Hinter den Chiefs sehe ich die Bengals und Bills praktisch gleichauf. Beide haben ihr erfolgreiches Team ziemlich zusammenhalten können. Die hochbegabten Quarterbacks Burrow und Allen sind ein Jahr erfahrener. Und beide können in den Play-offs in einer Partie auch den Chiefs sehr gefährlich werden. Die Bills werden aber noch an der klaren Play-off-Niederlage gegen die Bengals zu knabbern haben und sich in ihrer Division mit den hochambitionierten Jets und Dophins herumschlagen müssen. Und es gibt wohl auch einiges Theater, vor allem um Star-WR Stefon Diggs.

Mein Herz habe ich schon lange an die Bengals verloren, und das in sportlich furchtbaren Zeiten. Wegen der Münchner Partnerstadt Cincinatti oder dem hübschen Tigertrikot oder was auch immer? Das weiß ich nicht mehr. Allerdings sind sie in der wohl stärksten Division der gesamten NFL, müssen sich also bei jeder Partie reinhauen. So sind die Ravens, die Lamar Jackson für fünf Jahre an sich banden, kreuzgefährlich, wie schon die vergangene Saison gezeigt hat, als sie nur ganz knapp an den Bengals scheiterten. Mit Jackson ist das Laufspiel noch effektiver. Gespannt bin ich Odell Beckham, vor ein paar Jahren einer der heißesten Receiver, aber dann auch von vielen Verletzungen geplagt. Und auch die Steelers, für die eine negative Saison ein Fremdwort ist, sind jederzeit zu beachten.

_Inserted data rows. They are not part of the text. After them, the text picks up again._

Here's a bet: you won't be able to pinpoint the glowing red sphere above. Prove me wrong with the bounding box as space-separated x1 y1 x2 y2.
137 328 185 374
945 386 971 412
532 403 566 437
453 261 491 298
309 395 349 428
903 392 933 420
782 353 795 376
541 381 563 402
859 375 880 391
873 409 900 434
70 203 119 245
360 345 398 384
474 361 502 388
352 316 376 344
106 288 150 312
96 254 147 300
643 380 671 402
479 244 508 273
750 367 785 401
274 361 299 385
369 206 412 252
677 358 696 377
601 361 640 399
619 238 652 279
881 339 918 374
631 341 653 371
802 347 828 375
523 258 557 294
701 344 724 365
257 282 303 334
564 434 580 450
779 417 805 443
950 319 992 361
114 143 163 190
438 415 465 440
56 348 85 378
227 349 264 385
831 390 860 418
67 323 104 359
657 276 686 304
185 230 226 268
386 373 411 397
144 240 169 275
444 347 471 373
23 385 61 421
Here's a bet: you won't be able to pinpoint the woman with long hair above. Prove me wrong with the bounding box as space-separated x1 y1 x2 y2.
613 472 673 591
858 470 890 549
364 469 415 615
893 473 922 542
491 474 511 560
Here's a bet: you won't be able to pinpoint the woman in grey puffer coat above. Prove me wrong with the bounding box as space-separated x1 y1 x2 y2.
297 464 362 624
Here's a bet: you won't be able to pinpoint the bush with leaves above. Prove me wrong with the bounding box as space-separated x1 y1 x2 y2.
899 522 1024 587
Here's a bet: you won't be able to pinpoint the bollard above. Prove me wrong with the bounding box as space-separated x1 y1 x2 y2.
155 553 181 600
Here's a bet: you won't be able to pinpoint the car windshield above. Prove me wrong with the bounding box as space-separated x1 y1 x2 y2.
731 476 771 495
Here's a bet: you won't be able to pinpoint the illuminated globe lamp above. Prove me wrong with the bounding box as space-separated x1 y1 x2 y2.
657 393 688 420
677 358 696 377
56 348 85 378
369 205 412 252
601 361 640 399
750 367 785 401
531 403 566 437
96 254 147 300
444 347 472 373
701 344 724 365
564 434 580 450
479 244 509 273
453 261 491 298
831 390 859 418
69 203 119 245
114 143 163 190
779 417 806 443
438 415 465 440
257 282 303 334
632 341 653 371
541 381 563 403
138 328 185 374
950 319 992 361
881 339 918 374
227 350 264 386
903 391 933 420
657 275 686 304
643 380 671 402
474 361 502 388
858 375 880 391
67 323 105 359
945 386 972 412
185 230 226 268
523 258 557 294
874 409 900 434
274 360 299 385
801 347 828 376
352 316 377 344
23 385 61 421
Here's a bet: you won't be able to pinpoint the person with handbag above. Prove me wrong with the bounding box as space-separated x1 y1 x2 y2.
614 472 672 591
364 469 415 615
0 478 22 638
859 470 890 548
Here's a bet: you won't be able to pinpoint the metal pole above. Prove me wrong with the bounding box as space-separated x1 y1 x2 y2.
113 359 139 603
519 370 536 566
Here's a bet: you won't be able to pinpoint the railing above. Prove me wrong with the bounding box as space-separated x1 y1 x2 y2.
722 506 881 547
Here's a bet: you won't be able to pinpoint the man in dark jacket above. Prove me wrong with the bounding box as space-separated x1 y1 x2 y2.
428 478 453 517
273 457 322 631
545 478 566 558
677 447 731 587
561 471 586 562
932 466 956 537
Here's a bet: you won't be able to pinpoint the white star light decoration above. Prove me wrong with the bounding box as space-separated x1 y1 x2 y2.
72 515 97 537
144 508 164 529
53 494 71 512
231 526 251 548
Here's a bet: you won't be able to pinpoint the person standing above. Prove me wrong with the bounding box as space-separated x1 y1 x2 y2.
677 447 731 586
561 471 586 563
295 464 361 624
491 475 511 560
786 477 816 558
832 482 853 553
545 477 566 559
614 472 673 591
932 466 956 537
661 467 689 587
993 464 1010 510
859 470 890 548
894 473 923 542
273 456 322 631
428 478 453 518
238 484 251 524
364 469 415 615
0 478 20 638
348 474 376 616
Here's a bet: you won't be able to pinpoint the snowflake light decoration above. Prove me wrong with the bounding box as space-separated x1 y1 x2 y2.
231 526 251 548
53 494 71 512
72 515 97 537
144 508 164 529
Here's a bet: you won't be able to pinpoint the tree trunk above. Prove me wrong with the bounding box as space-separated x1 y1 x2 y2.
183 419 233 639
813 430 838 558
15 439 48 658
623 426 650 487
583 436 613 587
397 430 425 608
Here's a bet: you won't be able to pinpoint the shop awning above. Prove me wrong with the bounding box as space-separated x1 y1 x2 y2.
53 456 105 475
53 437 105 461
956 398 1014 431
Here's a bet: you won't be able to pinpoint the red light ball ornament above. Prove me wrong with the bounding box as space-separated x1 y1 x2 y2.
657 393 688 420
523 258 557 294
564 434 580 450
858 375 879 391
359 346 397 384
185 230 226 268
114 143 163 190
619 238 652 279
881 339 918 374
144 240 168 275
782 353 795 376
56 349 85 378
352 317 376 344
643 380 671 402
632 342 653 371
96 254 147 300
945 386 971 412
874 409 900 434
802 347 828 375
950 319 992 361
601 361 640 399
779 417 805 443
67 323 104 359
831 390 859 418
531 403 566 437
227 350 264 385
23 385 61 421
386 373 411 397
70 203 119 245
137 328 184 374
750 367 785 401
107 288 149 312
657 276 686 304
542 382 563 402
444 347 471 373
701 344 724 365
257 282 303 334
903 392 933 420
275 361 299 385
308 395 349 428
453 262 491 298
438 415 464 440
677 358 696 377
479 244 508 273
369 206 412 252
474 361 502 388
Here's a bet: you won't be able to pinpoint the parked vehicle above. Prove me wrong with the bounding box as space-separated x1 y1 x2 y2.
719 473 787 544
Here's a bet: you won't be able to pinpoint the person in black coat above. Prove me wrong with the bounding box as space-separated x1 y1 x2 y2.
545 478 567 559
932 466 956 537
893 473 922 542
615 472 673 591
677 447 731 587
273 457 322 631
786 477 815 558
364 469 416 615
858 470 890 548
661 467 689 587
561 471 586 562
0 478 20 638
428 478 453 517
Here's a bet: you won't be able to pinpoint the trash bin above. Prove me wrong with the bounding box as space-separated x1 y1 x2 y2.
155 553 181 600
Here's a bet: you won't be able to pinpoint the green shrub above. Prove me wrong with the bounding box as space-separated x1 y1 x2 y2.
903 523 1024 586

Trotz der Verpflichtung von Rodgers sehe ich die Jets nicht ganz so stark, aber natürlich besser als zuletzt. Alles verlernt haben wird Rodgers nicht, und Tom Brady hat gezeigt, dass man auch im Alter noch vernünftig spielen kann. Kommt halt auch drauf an, wie er sich in der fremden Umgebung zurechtfindet. Immerhin trifft er mit WR Randall Cobb und Allen Lazard auf gute Bekannte. Aber insgesamt werden sie schon Mühe bekommen, in der Division East sich die Dolphins vom Leib zu halten. Die haben vielleicht das beste WR-Duo mit den pfeilschnellen Tyreek Hill und Jaylen Waddle. Die Frage wird halt sein, in welcher Form QB Tua Togavailoa nach seinen diversen Gehirnerschütterungen zurückkommt und ob er diese künftig vermeiden kann.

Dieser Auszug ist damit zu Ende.